If confirmed, the abandonment of the refinery would be the latest blow to Iraq's armed forces, which have evaporated in the face of the Sunni militant's advance in many areas across the north and west of the country.

Iraqi civilian and military leaders, however, denied that the Sunni Islamic fighters were in control of the Baiji refinery, which has been fought over for almost two weeks.

Iraqi Foreign Minister Hoshyar Zebari said Iraq's special forces were still in full control of the compound, according to the Al-Jazeera television network.

And according to Iraq's own Al-Iraqiya TV, the office of Hussein al-Shehrestani, Iraqi deputy prime minister for Energy affairs, issued a statement Tuesday saying the reports about "terrorists taking control of the facility" were "baseless."

CBS News correspondent Clarissa Ward said the Iraqi military released video on Monday purportedly showing airstrikes against militant targets around the refinery, and there were reports of more government strikes Tuesday morning.

What actually happened at the Baiji refinery between Monday and Tuesday was difficult to discern, and there was an unusual lack of video or photographic evidence to suggest that the feared militants of the Islamic State of Iraq and Syria (ISIS) had gained control of the facility.

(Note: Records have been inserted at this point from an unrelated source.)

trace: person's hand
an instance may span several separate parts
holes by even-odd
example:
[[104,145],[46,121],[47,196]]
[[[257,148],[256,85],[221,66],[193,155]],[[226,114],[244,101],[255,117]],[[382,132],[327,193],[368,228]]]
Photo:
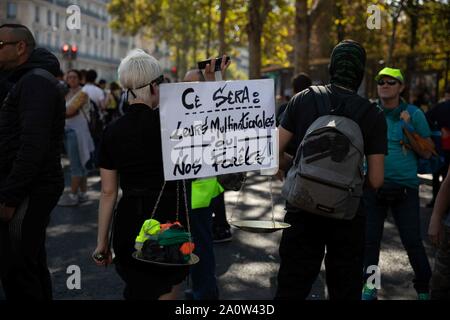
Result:
[[[228,69],[228,67],[231,64],[231,60],[226,62],[227,56],[224,54],[222,56],[222,63],[220,64],[220,71],[222,72],[222,79],[225,79],[225,74]],[[216,59],[215,58],[209,58],[211,60],[211,64],[207,64],[205,67],[205,81],[215,81],[215,68],[216,68]]]
[[0,205],[0,220],[3,222],[11,221],[15,212],[16,208]]
[[403,111],[402,113],[400,113],[400,119],[402,119],[406,123],[409,123],[409,121],[411,120],[411,116],[409,115],[408,111]]
[[441,237],[443,234],[442,229],[442,219],[439,216],[433,214],[431,216],[430,225],[428,226],[428,236],[431,243],[436,247],[439,246],[439,243],[441,242]]
[[99,244],[92,253],[92,259],[97,266],[107,266],[112,263],[112,254],[107,244]]

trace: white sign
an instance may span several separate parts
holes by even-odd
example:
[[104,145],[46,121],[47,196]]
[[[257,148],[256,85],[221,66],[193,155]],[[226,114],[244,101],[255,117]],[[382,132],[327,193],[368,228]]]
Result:
[[165,179],[276,168],[274,89],[272,79],[162,84]]

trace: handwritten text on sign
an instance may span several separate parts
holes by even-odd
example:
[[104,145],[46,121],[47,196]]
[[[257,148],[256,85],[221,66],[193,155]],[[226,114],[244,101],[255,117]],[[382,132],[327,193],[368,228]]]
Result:
[[277,167],[272,79],[160,88],[166,180]]

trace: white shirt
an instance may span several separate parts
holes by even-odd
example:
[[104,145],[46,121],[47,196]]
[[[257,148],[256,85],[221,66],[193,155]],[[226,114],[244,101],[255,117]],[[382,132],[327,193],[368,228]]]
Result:
[[101,108],[102,102],[105,99],[105,94],[102,89],[91,83],[86,83],[82,91],[89,96],[89,99],[94,101],[97,107]]

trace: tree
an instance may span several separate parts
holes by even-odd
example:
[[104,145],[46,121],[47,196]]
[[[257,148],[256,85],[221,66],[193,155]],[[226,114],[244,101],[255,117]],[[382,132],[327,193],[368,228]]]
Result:
[[[307,0],[295,1],[295,73],[309,71],[311,31],[313,30],[313,25],[321,15],[326,15],[326,20],[330,20],[330,8],[332,8],[333,4],[332,0],[315,0],[311,9],[309,9],[308,2]],[[319,34],[317,38],[322,41],[325,40],[326,37],[324,37],[324,34],[326,33]]]
[[247,35],[250,79],[258,79],[261,76],[261,37],[264,23],[271,9],[270,1],[249,0]]

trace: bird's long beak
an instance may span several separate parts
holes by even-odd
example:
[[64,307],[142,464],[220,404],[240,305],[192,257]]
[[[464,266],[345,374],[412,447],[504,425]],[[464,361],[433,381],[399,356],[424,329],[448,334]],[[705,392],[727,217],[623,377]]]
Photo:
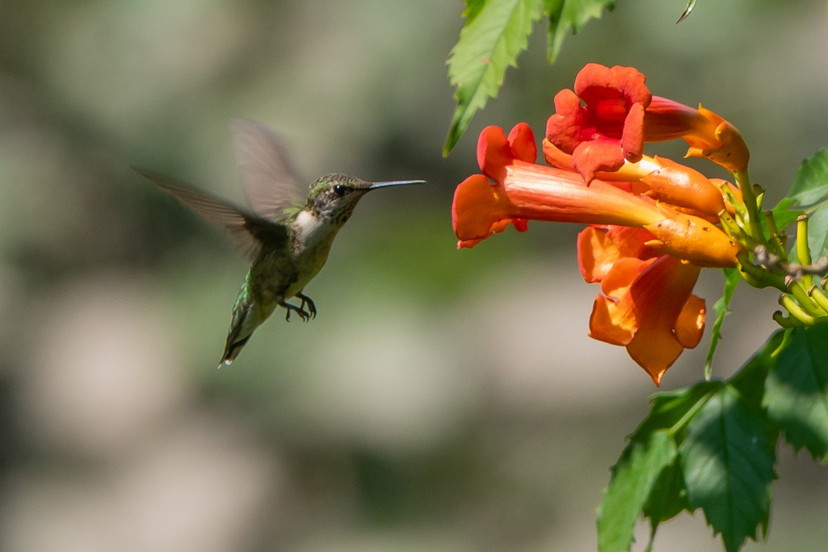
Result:
[[409,184],[426,184],[426,180],[392,180],[390,182],[372,182],[368,190],[388,188],[388,186],[405,186]]

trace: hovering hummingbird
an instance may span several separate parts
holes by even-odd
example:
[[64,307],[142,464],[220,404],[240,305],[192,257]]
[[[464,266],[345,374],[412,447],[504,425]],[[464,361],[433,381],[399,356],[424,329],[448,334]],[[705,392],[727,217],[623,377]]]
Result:
[[[334,238],[365,194],[425,184],[366,182],[333,173],[311,184],[306,198],[284,148],[267,127],[233,119],[230,128],[250,209],[135,169],[198,214],[224,227],[253,262],[233,307],[219,367],[235,360],[253,330],[277,306],[286,309],[286,320],[291,312],[305,321],[316,316],[316,305],[304,294],[305,286],[325,266]],[[292,297],[301,301],[299,306],[287,302]]]

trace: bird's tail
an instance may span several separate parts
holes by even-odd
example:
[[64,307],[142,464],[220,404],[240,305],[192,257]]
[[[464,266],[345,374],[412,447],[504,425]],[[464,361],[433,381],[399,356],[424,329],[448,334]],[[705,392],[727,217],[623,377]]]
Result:
[[267,308],[253,300],[247,282],[242,286],[238,298],[233,307],[230,329],[227,333],[227,343],[224,344],[224,353],[221,355],[219,368],[233,363],[241,353],[242,348],[249,341],[253,330],[270,316],[274,307],[275,305]]

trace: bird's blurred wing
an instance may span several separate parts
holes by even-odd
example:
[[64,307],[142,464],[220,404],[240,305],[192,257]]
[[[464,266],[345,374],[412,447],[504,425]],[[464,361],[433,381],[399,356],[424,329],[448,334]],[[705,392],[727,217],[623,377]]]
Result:
[[135,171],[214,224],[224,228],[250,260],[262,250],[262,242],[280,246],[287,242],[287,228],[248,213],[226,201],[163,176],[135,169]]
[[267,127],[248,119],[233,119],[233,145],[248,201],[267,220],[283,220],[286,209],[305,204],[307,190],[296,177],[287,151]]

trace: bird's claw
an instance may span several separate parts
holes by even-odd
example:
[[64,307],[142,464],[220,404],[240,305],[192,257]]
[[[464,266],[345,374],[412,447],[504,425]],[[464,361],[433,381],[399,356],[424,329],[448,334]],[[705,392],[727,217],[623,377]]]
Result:
[[299,306],[300,310],[304,310],[305,305],[308,305],[307,312],[310,313],[310,318],[316,318],[316,305],[314,305],[313,300],[306,295],[304,293],[297,293],[296,297],[301,300],[302,303]]
[[[296,305],[291,305],[290,303],[286,302],[282,303],[282,306],[285,307],[285,309],[287,311],[285,313],[285,319],[287,320],[288,322],[291,321],[291,310],[299,314],[299,318],[302,319],[302,322],[307,322],[308,320],[310,319],[310,313],[302,309],[302,307],[297,307]],[[305,306],[304,303],[302,303],[302,306]]]

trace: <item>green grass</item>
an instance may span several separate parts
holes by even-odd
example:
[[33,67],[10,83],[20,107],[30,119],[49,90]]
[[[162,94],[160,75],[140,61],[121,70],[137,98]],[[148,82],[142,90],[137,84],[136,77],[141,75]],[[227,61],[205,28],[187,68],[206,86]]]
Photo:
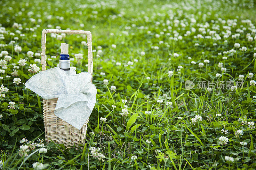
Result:
[[[32,169],[33,164],[38,162],[47,169],[255,169],[256,131],[250,123],[256,122],[256,89],[250,84],[256,71],[254,4],[203,0],[0,2],[0,37],[4,37],[0,38],[0,52],[7,51],[12,57],[6,63],[4,56],[0,57],[1,69],[4,70],[0,70],[0,84],[9,89],[1,89],[5,96],[0,102],[0,160],[4,162],[1,165],[0,161],[0,169],[2,165],[3,169]],[[13,26],[14,23],[20,28]],[[34,74],[28,70],[30,64],[41,69],[34,60],[40,58],[35,53],[41,53],[42,30],[56,26],[92,33],[97,101],[86,143],[76,150],[44,142],[47,153],[39,152],[40,145],[29,148],[28,156],[20,156],[18,150],[23,138],[32,141],[24,144],[27,145],[44,139],[43,99],[23,83]],[[240,36],[232,38],[239,31]],[[47,61],[46,69],[57,66],[60,43],[66,43],[71,58],[84,54],[81,61],[71,61],[76,73],[87,71],[87,46],[81,43],[87,41],[85,37],[47,37],[47,58],[57,57]],[[14,44],[9,44],[13,40]],[[235,48],[235,43],[240,48]],[[15,45],[21,47],[21,51],[15,51]],[[240,49],[243,46],[247,48],[244,52]],[[225,52],[232,49],[236,52]],[[34,52],[32,57],[28,56],[29,51]],[[19,66],[21,57],[27,60],[25,66]],[[199,63],[204,64],[201,68]],[[221,77],[216,77],[217,73]],[[239,79],[240,75],[243,81]],[[20,78],[21,83],[16,86],[14,78]],[[189,90],[185,88],[187,80],[195,84]],[[198,89],[202,81],[205,86]],[[221,81],[224,88],[217,83]],[[212,90],[207,89],[208,82]],[[237,89],[230,89],[237,85]],[[11,101],[15,102],[14,108]],[[100,121],[101,117],[106,122]],[[238,130],[243,134],[238,136]],[[225,144],[219,141],[222,136],[228,138]],[[247,144],[243,146],[241,142]],[[102,159],[94,157],[92,147],[100,148]]]

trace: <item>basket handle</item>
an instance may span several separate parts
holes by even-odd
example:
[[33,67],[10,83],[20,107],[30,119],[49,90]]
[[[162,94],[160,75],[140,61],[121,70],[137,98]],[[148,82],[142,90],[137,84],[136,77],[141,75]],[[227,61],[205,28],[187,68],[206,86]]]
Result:
[[45,42],[46,34],[47,33],[67,33],[71,34],[85,34],[87,37],[87,47],[88,49],[88,72],[92,75],[91,83],[92,82],[92,33],[88,31],[81,30],[66,30],[58,29],[43,30],[42,31],[42,49],[41,54],[42,71],[45,70]]

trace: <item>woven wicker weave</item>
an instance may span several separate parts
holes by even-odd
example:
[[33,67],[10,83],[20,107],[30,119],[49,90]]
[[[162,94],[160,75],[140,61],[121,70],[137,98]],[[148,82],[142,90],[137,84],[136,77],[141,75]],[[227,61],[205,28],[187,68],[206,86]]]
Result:
[[[92,75],[92,34],[90,31],[79,30],[44,30],[42,32],[42,70],[45,70],[45,42],[47,33],[85,34],[87,37],[88,48],[88,72]],[[47,144],[50,139],[57,144],[62,144],[67,147],[70,147],[75,144],[78,147],[79,144],[84,144],[87,124],[86,121],[79,130],[66,122],[57,117],[54,113],[58,99],[44,100],[44,122],[45,135],[45,141]]]

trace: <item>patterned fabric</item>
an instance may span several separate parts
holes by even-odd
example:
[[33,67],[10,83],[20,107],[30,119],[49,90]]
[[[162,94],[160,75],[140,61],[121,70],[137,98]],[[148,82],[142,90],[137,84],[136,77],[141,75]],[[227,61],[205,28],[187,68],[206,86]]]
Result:
[[[71,71],[72,70],[72,71]],[[68,75],[58,67],[39,73],[25,86],[45,100],[58,98],[54,113],[80,130],[89,118],[96,102],[97,90],[88,72]]]

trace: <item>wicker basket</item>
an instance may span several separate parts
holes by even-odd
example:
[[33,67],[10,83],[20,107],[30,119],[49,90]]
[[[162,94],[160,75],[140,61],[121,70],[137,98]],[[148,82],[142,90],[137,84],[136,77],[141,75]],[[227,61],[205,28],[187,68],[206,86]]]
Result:
[[[47,33],[85,34],[87,37],[88,48],[88,72],[92,75],[92,34],[90,31],[79,30],[44,30],[42,32],[42,70],[45,70],[45,42]],[[50,139],[57,144],[62,144],[66,147],[70,147],[75,144],[77,148],[79,144],[84,144],[87,124],[86,121],[79,130],[66,122],[57,117],[54,113],[58,99],[44,100],[44,124],[45,141],[48,144]]]

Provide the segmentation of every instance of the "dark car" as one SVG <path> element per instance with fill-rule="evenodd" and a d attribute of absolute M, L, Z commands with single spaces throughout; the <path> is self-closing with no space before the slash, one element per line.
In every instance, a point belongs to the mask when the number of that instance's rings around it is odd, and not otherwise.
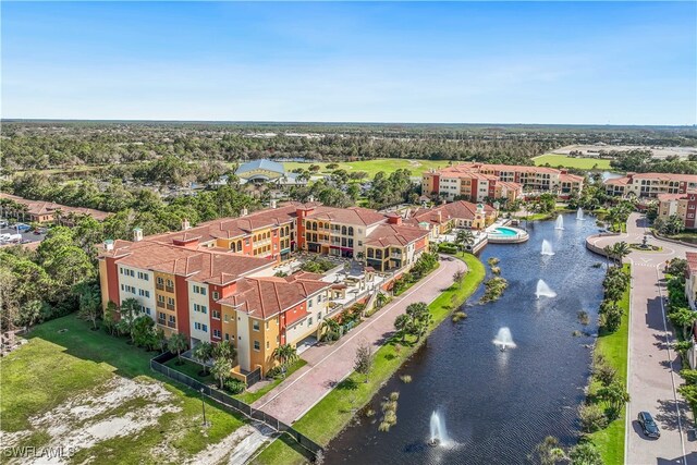
<path fill-rule="evenodd" d="M 645 436 L 657 439 L 661 437 L 661 431 L 658 429 L 658 425 L 653 421 L 653 417 L 650 413 L 639 412 L 637 420 L 639 421 L 639 425 L 641 425 Z"/>

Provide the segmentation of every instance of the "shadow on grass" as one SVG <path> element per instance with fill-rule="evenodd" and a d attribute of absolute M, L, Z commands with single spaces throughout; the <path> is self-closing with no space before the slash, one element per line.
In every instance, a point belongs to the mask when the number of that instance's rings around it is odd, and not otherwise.
<path fill-rule="evenodd" d="M 107 364 L 117 375 L 135 378 L 150 376 L 150 358 L 157 352 L 147 352 L 127 343 L 126 338 L 118 338 L 103 330 L 91 331 L 90 323 L 71 314 L 38 325 L 26 336 L 39 338 L 64 348 L 64 352 L 77 358 Z"/>

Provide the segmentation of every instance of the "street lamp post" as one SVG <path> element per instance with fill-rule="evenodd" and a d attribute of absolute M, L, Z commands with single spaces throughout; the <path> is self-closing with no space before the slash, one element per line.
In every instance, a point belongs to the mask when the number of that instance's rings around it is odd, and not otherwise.
<path fill-rule="evenodd" d="M 204 402 L 204 388 L 200 389 L 200 409 L 204 413 L 204 427 L 208 426 L 208 421 L 206 421 L 206 402 Z"/>

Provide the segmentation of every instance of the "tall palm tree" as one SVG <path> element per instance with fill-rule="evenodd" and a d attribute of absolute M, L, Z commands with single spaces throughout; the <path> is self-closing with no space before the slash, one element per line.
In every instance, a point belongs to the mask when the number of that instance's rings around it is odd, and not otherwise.
<path fill-rule="evenodd" d="M 612 246 L 612 255 L 617 260 L 617 266 L 622 266 L 622 259 L 632 253 L 629 244 L 622 241 Z"/>
<path fill-rule="evenodd" d="M 181 332 L 176 334 L 172 334 L 170 340 L 167 342 L 167 347 L 170 352 L 176 354 L 176 358 L 179 359 L 179 364 L 182 364 L 182 352 L 186 351 L 188 343 L 186 341 L 186 336 Z"/>
<path fill-rule="evenodd" d="M 475 235 L 469 230 L 460 230 L 455 236 L 455 244 L 461 250 L 466 250 L 475 243 Z"/>

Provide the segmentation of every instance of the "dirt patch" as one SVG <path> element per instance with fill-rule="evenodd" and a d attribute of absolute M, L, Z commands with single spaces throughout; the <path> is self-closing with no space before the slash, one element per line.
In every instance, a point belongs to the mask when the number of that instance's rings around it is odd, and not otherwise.
<path fill-rule="evenodd" d="M 107 439 L 131 436 L 158 423 L 161 415 L 179 412 L 172 394 L 160 383 L 114 376 L 97 389 L 59 405 L 49 413 L 29 419 L 32 430 L 2 433 L 4 448 L 23 444 L 34 431 L 46 431 L 45 448 L 76 452 Z M 46 457 L 22 463 L 64 463 L 68 457 Z M 17 460 L 19 463 L 19 460 Z"/>

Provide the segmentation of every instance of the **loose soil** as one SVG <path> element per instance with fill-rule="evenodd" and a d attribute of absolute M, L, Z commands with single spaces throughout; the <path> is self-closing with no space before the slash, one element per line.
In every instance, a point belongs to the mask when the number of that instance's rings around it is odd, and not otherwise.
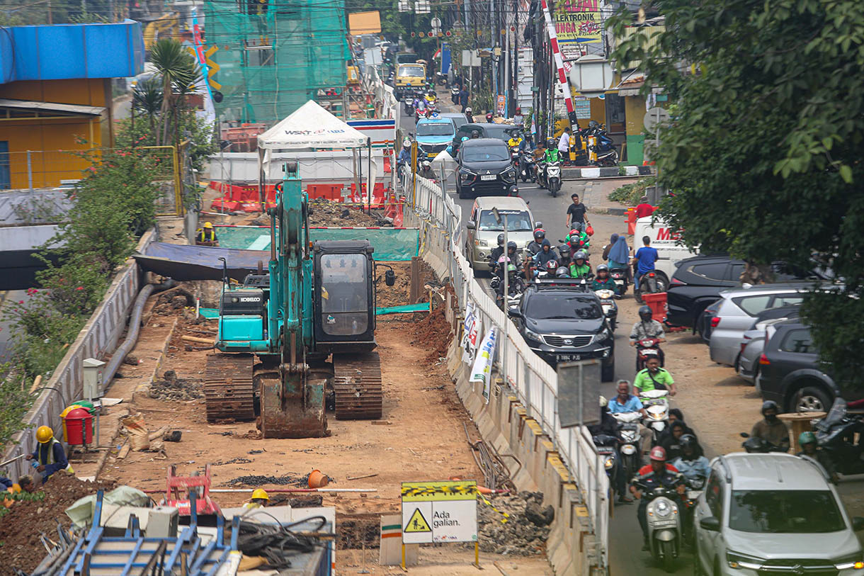
<path fill-rule="evenodd" d="M 44 534 L 57 541 L 57 522 L 64 528 L 72 525 L 64 510 L 79 498 L 95 494 L 98 490 L 111 490 L 112 480 L 84 482 L 73 476 L 57 472 L 41 489 L 45 499 L 15 502 L 9 514 L 0 518 L 0 576 L 15 574 L 15 568 L 29 573 L 46 555 L 39 541 Z"/>

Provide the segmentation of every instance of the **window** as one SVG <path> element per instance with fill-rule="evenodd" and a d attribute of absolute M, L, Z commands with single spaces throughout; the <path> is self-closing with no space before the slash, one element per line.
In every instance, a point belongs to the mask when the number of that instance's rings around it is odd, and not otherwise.
<path fill-rule="evenodd" d="M 756 316 L 768 307 L 768 303 L 771 302 L 771 299 L 772 296 L 770 294 L 763 294 L 732 298 L 732 301 L 750 316 Z"/>
<path fill-rule="evenodd" d="M 783 337 L 778 349 L 782 352 L 794 352 L 796 354 L 816 353 L 810 330 L 806 328 L 789 330 L 789 333 Z"/>
<path fill-rule="evenodd" d="M 507 214 L 507 232 L 530 232 L 531 218 L 525 210 L 499 210 L 499 214 Z M 504 220 L 504 216 L 501 217 Z M 495 220 L 492 210 L 480 212 L 480 223 L 477 227 L 481 232 L 504 232 L 504 222 Z"/>
<path fill-rule="evenodd" d="M 690 266 L 690 272 L 709 280 L 720 282 L 726 274 L 726 262 L 719 264 L 695 264 Z"/>
<path fill-rule="evenodd" d="M 723 518 L 723 482 L 717 470 L 711 470 L 708 484 L 705 485 L 705 503 L 711 510 L 711 515 L 717 520 Z"/>
<path fill-rule="evenodd" d="M 525 317 L 531 320 L 599 320 L 603 310 L 584 296 L 535 294 L 528 299 Z"/>
<path fill-rule="evenodd" d="M 357 336 L 369 327 L 369 278 L 363 254 L 321 256 L 321 326 L 331 336 Z"/>
<path fill-rule="evenodd" d="M 733 490 L 729 528 L 761 534 L 837 532 L 846 522 L 829 490 Z"/>

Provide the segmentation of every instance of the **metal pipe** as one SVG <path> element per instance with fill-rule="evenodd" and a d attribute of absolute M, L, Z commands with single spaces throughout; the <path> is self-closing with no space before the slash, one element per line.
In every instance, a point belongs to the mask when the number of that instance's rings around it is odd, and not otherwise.
<path fill-rule="evenodd" d="M 129 331 L 126 334 L 126 339 L 111 354 L 111 361 L 105 365 L 105 371 L 102 373 L 103 381 L 110 382 L 111 381 L 114 374 L 120 368 L 120 362 L 135 346 L 135 342 L 138 339 L 138 330 L 141 328 L 141 315 L 143 312 L 144 304 L 147 304 L 147 298 L 153 292 L 161 292 L 163 290 L 173 288 L 175 285 L 176 285 L 176 282 L 168 279 L 162 284 L 149 284 L 138 292 L 138 297 L 135 299 L 135 305 L 132 306 L 132 311 L 129 316 Z"/>

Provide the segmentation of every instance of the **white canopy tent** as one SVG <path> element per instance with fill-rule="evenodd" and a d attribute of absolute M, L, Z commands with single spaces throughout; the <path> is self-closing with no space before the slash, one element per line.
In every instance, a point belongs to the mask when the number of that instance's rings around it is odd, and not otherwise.
<path fill-rule="evenodd" d="M 360 150 L 369 145 L 369 138 L 362 132 L 331 114 L 317 102 L 309 100 L 258 136 L 258 192 L 263 198 L 264 174 L 269 171 L 268 164 L 274 150 L 351 150 L 353 153 L 353 150 Z M 358 157 L 362 160 L 362 157 Z M 359 163 L 356 162 L 355 167 Z M 364 170 L 360 166 L 359 173 L 367 172 L 370 182 L 367 189 L 372 189 L 376 176 L 375 163 L 370 162 L 369 164 L 371 170 Z M 356 168 L 354 177 L 358 179 Z"/>

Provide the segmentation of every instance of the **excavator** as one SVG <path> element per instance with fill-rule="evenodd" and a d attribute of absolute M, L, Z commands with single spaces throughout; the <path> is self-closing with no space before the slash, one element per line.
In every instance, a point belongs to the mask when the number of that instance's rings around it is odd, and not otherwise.
<path fill-rule="evenodd" d="M 219 353 L 205 374 L 207 420 L 257 419 L 264 438 L 320 438 L 329 433 L 328 407 L 337 419 L 381 418 L 379 278 L 368 240 L 310 241 L 297 163 L 283 170 L 267 211 L 267 270 L 259 262 L 241 285 L 223 281 Z M 392 270 L 384 278 L 395 284 Z"/>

While a couple of videos emerged showing alleged celebrations that the compound had been seized, there were no images clearly showing ISIS militants deployed at the compound, or ISIS flags flying over it. There were promises on social media from the Islamic extremists group's supporters that video would soon be posted online to back up the claims, but CBS News was not able to locate any by Tuesday afternoon.

Media reports began to emerge Monday night suggesting the hundreds of government forces guarding the refinery had negotiated their surrender to local Sunni tribes in exchange for the guarantee of a safe exit. Tribal elders reportedly led the mediations and gave the stranded forces all the necessary guarantees that they would not be harmed.

But again, there has been no clear evidence that the special forces troops left the compound -- nor that they're still there.

It is also unclear what the relationship is between the Sunni tribes in the region and ISIS, and whether the tribes would hand over the Baiji compound to the terror group, or vice versa.

Both the tribes and ISIS share a desire to dislodge the Shiite-led central government of Prime Minister Nouri al-Maliki. But while ISIS wants to establish an Islamic fundamentalist state stretching across the Syria-Iraq border, many of the Sunni tribes would rather replace al-Maliki with a moderate, inclusive government in Baghdad -- much as the Obama administration has been calling for.

The level of any partnership between ISIS and the tribal leaders in Iraq's northern and western Sunni heartlands is unclear, and so too, on Tuesday afternoon, was just who controls the Baiji refinery.